2025-07-22 –, Main Room 4
Modeling quantum dynamics on classical computers is a fruitful approach to the study of quantum phenomena and their technological applications. It also leads to a rich universe of computational techniques with subtle tradeoffs between simulation fidelity and computational complexity. This workshop will cover many of the basic techniques of importance to the design of quantum hardware in networking, sensing, computation, and error correction.
The workshop will be split in three parts, covering the linear algebra necessary for the general (but exponentially expensive) wavefunction formalism; the master equations governing the evolution of open quantum systems; and lastly, less-general algorithms that can not describe arbitrary quantum systems, but are efficient to execute on classical computers and of great importance in the study of error correction (e.g. the stabilizer formalism).

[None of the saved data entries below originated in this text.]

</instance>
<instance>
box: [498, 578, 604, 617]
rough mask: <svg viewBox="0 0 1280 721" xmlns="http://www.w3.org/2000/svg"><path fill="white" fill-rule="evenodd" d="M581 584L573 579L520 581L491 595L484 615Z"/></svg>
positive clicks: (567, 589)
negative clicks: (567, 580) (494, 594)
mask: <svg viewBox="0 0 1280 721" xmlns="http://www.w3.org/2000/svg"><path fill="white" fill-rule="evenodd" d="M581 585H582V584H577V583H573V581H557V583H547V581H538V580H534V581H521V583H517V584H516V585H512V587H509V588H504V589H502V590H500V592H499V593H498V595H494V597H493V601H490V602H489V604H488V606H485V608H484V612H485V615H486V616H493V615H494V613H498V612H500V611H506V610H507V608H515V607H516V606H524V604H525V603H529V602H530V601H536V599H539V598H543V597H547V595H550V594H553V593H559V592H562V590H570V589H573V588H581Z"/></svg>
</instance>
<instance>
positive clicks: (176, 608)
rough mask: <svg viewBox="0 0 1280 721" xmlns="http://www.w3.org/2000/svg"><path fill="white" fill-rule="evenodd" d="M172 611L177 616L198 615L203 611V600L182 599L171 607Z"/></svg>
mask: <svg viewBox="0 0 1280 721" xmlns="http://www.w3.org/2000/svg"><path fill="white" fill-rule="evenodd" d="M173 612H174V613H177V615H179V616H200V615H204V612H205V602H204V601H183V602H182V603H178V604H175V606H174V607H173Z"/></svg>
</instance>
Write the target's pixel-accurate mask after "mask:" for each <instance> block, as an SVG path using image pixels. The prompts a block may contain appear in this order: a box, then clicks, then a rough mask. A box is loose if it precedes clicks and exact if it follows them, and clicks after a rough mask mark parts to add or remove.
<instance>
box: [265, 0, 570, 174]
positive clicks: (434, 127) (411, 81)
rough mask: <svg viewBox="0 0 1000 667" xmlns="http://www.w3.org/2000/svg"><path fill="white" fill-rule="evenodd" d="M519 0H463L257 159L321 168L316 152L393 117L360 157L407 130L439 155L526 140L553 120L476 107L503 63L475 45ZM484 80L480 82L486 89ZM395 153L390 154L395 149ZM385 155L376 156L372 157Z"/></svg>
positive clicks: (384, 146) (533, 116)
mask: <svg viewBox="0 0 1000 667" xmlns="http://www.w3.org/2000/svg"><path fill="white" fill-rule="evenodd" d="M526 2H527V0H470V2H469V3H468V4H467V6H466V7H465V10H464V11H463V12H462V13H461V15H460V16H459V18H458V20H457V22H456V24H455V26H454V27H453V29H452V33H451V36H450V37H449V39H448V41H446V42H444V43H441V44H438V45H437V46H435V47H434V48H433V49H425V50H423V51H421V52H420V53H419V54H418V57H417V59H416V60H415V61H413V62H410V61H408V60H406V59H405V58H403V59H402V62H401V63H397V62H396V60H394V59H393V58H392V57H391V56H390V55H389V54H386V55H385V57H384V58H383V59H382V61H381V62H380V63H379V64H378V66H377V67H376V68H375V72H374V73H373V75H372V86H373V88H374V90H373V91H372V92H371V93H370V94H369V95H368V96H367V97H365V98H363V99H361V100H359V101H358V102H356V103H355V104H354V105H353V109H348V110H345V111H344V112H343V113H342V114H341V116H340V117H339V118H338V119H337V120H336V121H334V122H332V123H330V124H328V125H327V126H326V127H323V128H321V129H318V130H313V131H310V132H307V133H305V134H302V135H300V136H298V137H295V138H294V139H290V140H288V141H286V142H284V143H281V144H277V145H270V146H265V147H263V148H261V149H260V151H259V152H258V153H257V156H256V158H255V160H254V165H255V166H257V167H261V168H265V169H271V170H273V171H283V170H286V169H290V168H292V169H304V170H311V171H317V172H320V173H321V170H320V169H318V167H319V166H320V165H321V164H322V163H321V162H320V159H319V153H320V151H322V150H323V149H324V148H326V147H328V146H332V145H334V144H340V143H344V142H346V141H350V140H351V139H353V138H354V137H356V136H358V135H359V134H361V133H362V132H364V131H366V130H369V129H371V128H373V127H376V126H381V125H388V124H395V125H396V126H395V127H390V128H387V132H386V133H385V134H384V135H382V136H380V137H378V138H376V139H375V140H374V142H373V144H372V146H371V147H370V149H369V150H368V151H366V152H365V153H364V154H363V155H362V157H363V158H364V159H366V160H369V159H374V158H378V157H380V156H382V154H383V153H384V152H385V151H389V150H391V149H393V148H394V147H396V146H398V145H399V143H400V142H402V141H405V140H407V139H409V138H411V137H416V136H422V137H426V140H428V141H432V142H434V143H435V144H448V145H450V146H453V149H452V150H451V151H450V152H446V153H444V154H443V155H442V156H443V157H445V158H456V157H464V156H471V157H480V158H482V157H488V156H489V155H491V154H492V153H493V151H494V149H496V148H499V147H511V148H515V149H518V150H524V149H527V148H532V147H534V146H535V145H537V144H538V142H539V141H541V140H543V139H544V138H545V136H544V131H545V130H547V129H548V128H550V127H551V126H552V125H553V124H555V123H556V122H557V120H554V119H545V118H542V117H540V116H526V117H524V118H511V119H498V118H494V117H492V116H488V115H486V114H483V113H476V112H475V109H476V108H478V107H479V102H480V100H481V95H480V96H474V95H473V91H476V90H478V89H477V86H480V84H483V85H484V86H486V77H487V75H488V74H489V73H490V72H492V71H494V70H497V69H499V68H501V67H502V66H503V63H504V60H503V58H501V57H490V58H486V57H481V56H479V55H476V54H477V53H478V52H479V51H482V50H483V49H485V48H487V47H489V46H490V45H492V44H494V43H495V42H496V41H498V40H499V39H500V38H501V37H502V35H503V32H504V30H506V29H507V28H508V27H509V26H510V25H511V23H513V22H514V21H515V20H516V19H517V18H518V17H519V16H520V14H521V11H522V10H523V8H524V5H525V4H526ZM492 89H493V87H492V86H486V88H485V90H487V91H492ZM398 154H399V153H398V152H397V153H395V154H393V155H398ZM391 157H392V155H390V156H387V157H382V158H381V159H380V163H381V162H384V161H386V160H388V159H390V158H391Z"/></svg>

The workshop will cover both theoretical basics and practical numerical techniques related to state vector and density matrix handling, a variety of master equations and quantum trajectories approaches to open quantum systems, and the stabilizer formalism and the Gaussian quantum optics formalism for efficient handling of non-general quantum systems.
Symbolic computer algebra tools permitting efficient transition between the aforementioned state representations will be discussed.
The workshop will focus on existing tools in the Julia ecosystem, but it will also present how such tools can be build from scratch and what alternatives exist in other software ecosystem.
Stefan works on the design, control, and optimization of quantum hardware for computation and networking, from its analog physical description up to the compilation of error-corrected logical circuitry running on it. His research centers around leaky abstraction boundaries between the many layers of technologies making up the field of quantum computing and quantum information science. He is a professor at UMass Amherst.
I'm a core Julia and JuliaGPU developer. I do various quantum and HPC things as well.